The album opens with one of those loud, shambolic guitar anthems reminiscent of Pavement in their heyday, but it quickly shifts into a jazzy bop, full of bright meandering riffs and ascending guitar leads. Marion’s playing immediately comes across as virtuosic, full of complex rhythms and harmonies, and in this alone suggests that you’re no longer in Pavement territory. In the second track, “The Ballad of Speck and Pebble,” which borrows both the tone and spirit (and the chord changes) of Paul Simon’s “Graceland,” Marion reveals that his indie rock leanings are everywhere matched by true Afro-pop craftsmanship. Here, and throughout the album, he seamlessly blends the fragmented structures of the former with the rolling polyrhythms and intricate instrumentation of the latter. In fact, the next number, “Sugar Splash,” takes a turn into jazz and funk with its harmonics, but keeps the African groove going in the rhythm section. It concludes with a series of screeching guitar riffs over a thumping, clacking beat, bringing together two otherwise discrete worlds in a single powerful mix. It’s no fluke that Marion’s signed with Luaka Bop, for he easily taps the tradition of cross-cultural pop experimentation upon which that label was built, but also gives it a thoroughly contemporary spin.
But what really distinguishes this album is its lightness of touch. Marion seems comfortable enough with his craft to take his time, and each track unfolds in an easy, relaxed manner. He also builds a lot of space into his mixes, so there’s room for the listener to sink in and indulge. (Most often, he leaves a giant gap between the guitars at the front of the mix and the rhythm section at the back, creating two parallel walls of sound and thereby beating Phil Spector at his own game.) In all this, the feel of the album recalls the Allman Brothers rather than Paul Simon or David Byrne. Its full of gorgeous slide leads and doubled ascending guitar riffs, and each song takes its own sweet time to noodle into a real groove. Marion has mastered the art of slow, rhythmic build-ups and powerful releases, and while he’s essentially a one-man-show, he respects the art of the jam band; indeed, his largely wordless album may be the first and only proper sequel to the Allmans’ “Mountain Jam,” being just as long and offering the same sense of collective tension-and-release.

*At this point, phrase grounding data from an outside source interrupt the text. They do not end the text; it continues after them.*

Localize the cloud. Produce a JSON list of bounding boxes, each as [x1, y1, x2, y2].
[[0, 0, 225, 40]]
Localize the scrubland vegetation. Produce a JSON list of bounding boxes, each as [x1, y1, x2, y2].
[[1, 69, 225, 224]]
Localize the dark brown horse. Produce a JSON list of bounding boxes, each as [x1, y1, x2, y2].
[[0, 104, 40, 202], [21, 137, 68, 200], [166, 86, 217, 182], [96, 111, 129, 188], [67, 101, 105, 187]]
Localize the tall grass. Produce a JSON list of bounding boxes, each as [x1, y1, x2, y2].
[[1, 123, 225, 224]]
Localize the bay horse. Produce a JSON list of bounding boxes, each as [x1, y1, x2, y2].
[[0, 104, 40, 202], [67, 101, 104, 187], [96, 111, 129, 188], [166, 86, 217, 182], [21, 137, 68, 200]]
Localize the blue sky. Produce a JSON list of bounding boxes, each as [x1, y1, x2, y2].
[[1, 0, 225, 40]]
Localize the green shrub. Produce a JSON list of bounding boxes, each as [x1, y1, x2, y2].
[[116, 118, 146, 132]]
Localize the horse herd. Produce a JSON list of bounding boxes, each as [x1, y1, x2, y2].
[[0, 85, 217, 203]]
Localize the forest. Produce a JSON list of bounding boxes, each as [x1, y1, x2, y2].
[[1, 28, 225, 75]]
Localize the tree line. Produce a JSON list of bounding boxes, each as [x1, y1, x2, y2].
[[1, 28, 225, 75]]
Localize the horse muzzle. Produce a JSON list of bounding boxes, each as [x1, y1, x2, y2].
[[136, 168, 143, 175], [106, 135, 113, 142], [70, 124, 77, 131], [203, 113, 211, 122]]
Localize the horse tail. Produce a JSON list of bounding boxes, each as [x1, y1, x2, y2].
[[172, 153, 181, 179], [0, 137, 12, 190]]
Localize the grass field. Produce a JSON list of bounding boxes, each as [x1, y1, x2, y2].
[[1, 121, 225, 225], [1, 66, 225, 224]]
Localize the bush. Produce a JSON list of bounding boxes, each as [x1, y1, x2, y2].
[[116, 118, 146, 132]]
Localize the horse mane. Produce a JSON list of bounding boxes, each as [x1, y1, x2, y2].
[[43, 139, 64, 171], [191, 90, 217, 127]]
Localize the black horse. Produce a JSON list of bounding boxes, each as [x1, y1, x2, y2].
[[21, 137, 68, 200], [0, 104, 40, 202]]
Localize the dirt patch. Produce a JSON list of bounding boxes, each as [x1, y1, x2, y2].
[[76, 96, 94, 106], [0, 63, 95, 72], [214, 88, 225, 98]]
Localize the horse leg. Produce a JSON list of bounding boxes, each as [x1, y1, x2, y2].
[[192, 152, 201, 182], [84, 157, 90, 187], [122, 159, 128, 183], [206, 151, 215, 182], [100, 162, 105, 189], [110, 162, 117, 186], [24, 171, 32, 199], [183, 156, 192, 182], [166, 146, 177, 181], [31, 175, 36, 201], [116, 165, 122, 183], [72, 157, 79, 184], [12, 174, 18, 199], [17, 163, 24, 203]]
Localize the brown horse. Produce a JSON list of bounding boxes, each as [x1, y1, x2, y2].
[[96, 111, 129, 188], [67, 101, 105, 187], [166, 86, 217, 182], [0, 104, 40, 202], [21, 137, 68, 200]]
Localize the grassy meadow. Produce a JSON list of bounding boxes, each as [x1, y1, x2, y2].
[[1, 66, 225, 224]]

In more contemporary terms, Delicate Steve’s idiosyncratic sound is winning comparisons to Dirty Projectors and Yeasayers, but I think, as a whole, the band is more closely aligned with acts like Fang Island and Surfer Blood. This is an album that trades in classic rock gestures but nicely avoids all the macho poses and grandstanding that comes with the genre. Marion’s unafraid to reach for the monster riff, the virtuosic solo, the show-off rhythm line, but he does so with a certain goofy abandon, for the giddy, silly sake of it. Do yourself a favor and take a look at the video for “Wondervisions,” featuring Marion and Nat Baldwin in a one-on-one basketball match. The song itself is a funky little marvel, played mostly on a synthesizer and full of Stevie Wonder’s best grooves. The guitar enters briefly to rip through the melody of “Reelin’ in the Years” and exits, leaving a trail of silliness in its wake. But the video itself, shot on crappy film stock and full of all the old school markers of high school sports — the sneakers, the shorts, the gym itself — perfectly captures the feel and significance of this band. Like the guileless ballers on the screen, Delicate Steve’s got surprisingly smooth moves, and the album lets you see the wonder of each one. It goes for the layup every time, sinks it, and you’ll have no problem cheering along. Call it dork rock, I guess, but it’s a genre with legs.